According to the George Washington Institute for Religious Freedom, “Williams proclaimed that everyone had the freedom to worship as they chose. Government would have no control over religion, and religious ministers would have no power to make or enforce laws (we now call this separation of church and state). England’s King Charles II, a Catholic sympathizer in a mostly-Protestant England, approved the colony’s promise of religious freedom by granting it a Royal Charter in 1663. Rhode Island’s Charter, which served as state constitution until 1842, includes this forward looking provision:
No person within the said Colony, at any time hereafter, shall be any wise molested, punished, disquieted, or called in question, for any differences in opinion, in matters of religion, who does not actually disturb the peace of our said Colony; but that all and every person and persons may, from time to time, and at all times hereafter, freely and fully have and enjoy his own and their judgments and consciences, in matters of religious concernments, throughout the tract of land heretofore mentioned, they behaving themselves peaceably and quietly and not using this liberty to licentiousness and profaneness, nor to the civil injury or outward disturbance of others. (https://www.gwirf.org/roger-williams-rhode-island-birthplace-of-religious-freedom/)
One result of this dedication to religious freedom for all was the arrival in the latter 17th century, of Jews. At first there were not many, and they were mostly from Spain and Portugal, but eventually a Jewish community in Newport. Initially they were not granted full citizenship—they couldn’t vote or hold office—but they were at least free from persecution (https://tourosynagogue.org/history/).
By 1758, the Congregation Jeshuat Israel was big enough to warrant the construction of a synagogue. This new synagogue was called the Touro Synagogue, and it was dedicated on this date in 1763. It was the first synagogue in what came to be the United States, and it stands to this day. The synagogue and congregation had its ups and downs through the 19th and early 20th century. But in 1946 it was declared a National Historic Site, an appropriate time since the Jewish community around the world had survived the dark night of the Holocaust.

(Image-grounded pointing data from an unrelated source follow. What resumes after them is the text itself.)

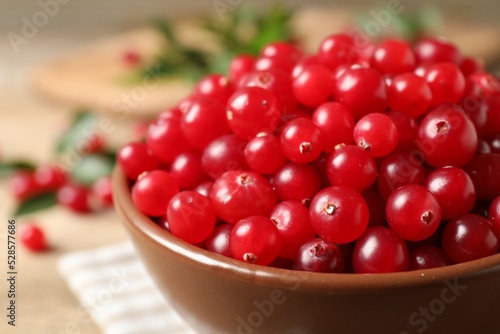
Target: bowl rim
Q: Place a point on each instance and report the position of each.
(284, 278)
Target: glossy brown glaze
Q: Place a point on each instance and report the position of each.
(215, 294)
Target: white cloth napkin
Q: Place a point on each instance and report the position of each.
(114, 289)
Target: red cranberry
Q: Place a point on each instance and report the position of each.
(296, 182)
(239, 194)
(136, 158)
(361, 82)
(453, 189)
(191, 216)
(393, 56)
(33, 238)
(292, 220)
(446, 136)
(380, 250)
(339, 214)
(251, 110)
(413, 212)
(336, 124)
(255, 239)
(153, 191)
(468, 238)
(319, 256)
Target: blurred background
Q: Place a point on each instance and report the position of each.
(66, 63)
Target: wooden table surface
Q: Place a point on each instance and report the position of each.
(28, 128)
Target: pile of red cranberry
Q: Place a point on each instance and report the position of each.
(368, 160)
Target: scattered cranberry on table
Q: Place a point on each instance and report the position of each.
(33, 238)
(373, 159)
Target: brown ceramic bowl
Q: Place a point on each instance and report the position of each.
(215, 294)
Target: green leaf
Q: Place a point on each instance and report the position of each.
(92, 168)
(36, 203)
(81, 131)
(8, 167)
(246, 31)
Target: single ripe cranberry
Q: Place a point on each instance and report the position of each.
(218, 241)
(494, 215)
(282, 49)
(296, 182)
(301, 140)
(292, 220)
(436, 50)
(409, 94)
(339, 214)
(336, 124)
(256, 240)
(102, 190)
(204, 121)
(205, 188)
(446, 81)
(484, 170)
(191, 216)
(351, 166)
(23, 185)
(377, 134)
(251, 110)
(336, 50)
(168, 113)
(280, 62)
(49, 177)
(376, 207)
(275, 81)
(214, 86)
(492, 106)
(263, 154)
(224, 154)
(483, 147)
(33, 238)
(187, 170)
(165, 139)
(74, 197)
(481, 85)
(471, 65)
(319, 256)
(136, 158)
(468, 238)
(313, 86)
(131, 58)
(303, 63)
(239, 194)
(407, 128)
(184, 104)
(453, 189)
(241, 65)
(446, 136)
(362, 91)
(494, 143)
(320, 166)
(413, 212)
(392, 57)
(380, 250)
(398, 170)
(428, 257)
(153, 191)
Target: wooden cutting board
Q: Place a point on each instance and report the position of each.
(93, 75)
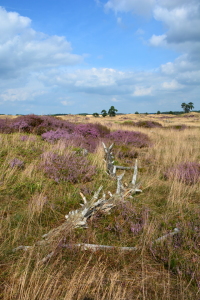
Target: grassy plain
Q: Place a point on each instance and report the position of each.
(32, 204)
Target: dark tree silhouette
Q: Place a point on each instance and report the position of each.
(112, 111)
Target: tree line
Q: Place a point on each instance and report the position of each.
(111, 112)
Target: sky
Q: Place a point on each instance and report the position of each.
(75, 56)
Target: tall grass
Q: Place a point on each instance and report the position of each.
(33, 203)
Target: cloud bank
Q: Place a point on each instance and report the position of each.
(35, 67)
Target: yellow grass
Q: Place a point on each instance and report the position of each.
(167, 271)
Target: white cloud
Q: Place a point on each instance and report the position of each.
(140, 31)
(22, 48)
(172, 85)
(21, 94)
(157, 40)
(67, 103)
(142, 91)
(115, 100)
(142, 7)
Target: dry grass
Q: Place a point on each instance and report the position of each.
(32, 204)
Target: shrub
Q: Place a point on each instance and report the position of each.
(188, 173)
(134, 138)
(71, 168)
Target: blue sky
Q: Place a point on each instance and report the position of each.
(84, 56)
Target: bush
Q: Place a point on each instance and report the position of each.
(188, 173)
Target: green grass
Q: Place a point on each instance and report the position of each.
(32, 204)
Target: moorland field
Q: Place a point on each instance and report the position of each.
(43, 169)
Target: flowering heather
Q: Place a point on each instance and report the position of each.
(188, 173)
(148, 124)
(16, 163)
(71, 168)
(39, 124)
(134, 138)
(23, 138)
(87, 130)
(58, 134)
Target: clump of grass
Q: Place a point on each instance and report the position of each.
(179, 127)
(133, 138)
(188, 172)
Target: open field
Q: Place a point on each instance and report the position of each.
(44, 169)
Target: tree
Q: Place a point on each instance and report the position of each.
(191, 105)
(187, 107)
(104, 113)
(112, 111)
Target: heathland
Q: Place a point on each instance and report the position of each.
(46, 162)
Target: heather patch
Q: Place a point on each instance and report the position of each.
(84, 135)
(133, 138)
(148, 124)
(188, 173)
(71, 168)
(16, 163)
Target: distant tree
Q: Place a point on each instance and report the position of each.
(187, 107)
(112, 111)
(104, 113)
(191, 105)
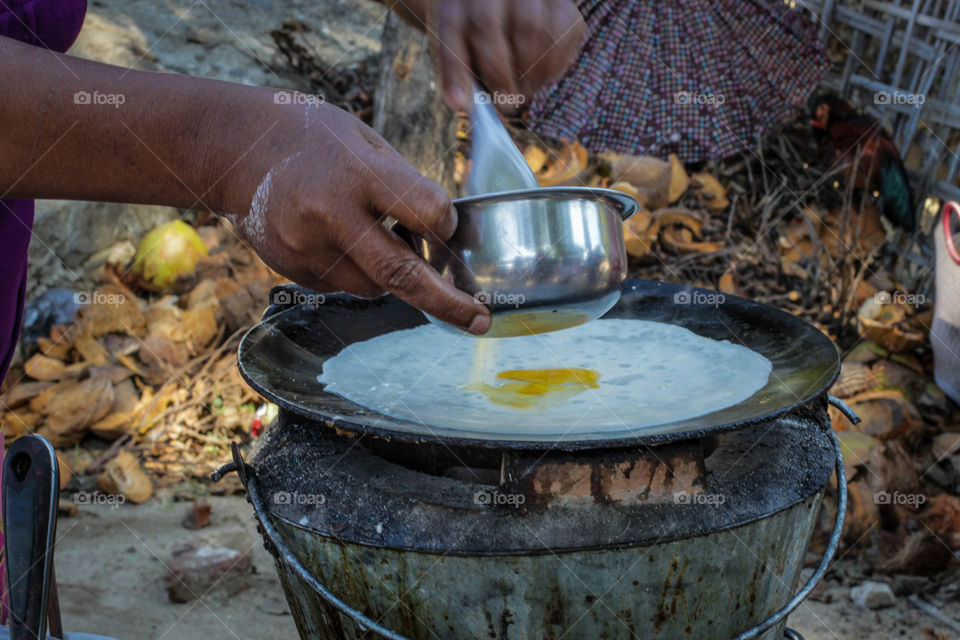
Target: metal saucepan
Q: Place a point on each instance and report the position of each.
(282, 356)
(539, 259)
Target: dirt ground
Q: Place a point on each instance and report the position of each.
(112, 567)
(111, 561)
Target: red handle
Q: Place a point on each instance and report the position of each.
(947, 233)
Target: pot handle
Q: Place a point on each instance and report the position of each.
(947, 232)
(278, 549)
(831, 549)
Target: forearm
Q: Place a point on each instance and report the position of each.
(75, 129)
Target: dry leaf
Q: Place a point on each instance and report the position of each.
(124, 475)
(161, 353)
(568, 163)
(18, 423)
(90, 350)
(536, 157)
(65, 471)
(67, 416)
(679, 241)
(681, 216)
(22, 392)
(41, 367)
(713, 194)
(113, 310)
(58, 350)
(649, 176)
(887, 324)
(112, 426)
(200, 326)
(679, 180)
(728, 284)
(640, 233)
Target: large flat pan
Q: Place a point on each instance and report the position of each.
(282, 356)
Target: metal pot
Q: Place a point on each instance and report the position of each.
(539, 259)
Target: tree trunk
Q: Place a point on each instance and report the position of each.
(408, 107)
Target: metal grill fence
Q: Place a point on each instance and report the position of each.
(901, 63)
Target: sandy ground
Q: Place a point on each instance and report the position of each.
(112, 561)
(112, 567)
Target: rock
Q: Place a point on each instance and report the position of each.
(906, 585)
(873, 595)
(195, 572)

Today there is, in the USA, a resurgence of anti-Semitism, on the fringes of both the political Left and Right. It is not the dark night of the Holocaust, yet things seem to be working their way to a gloaming for Jews in the USA. But we should all share the wisdom of our first president, who wrote to the Jews of Newport, RI,
May the children of the stock of Abraham who dwell in this land continue to merit and enjoy the good will of the other inhabitants—while everyone shall sit in safety under his own vine and fig tree and there shall be none to make him afraid.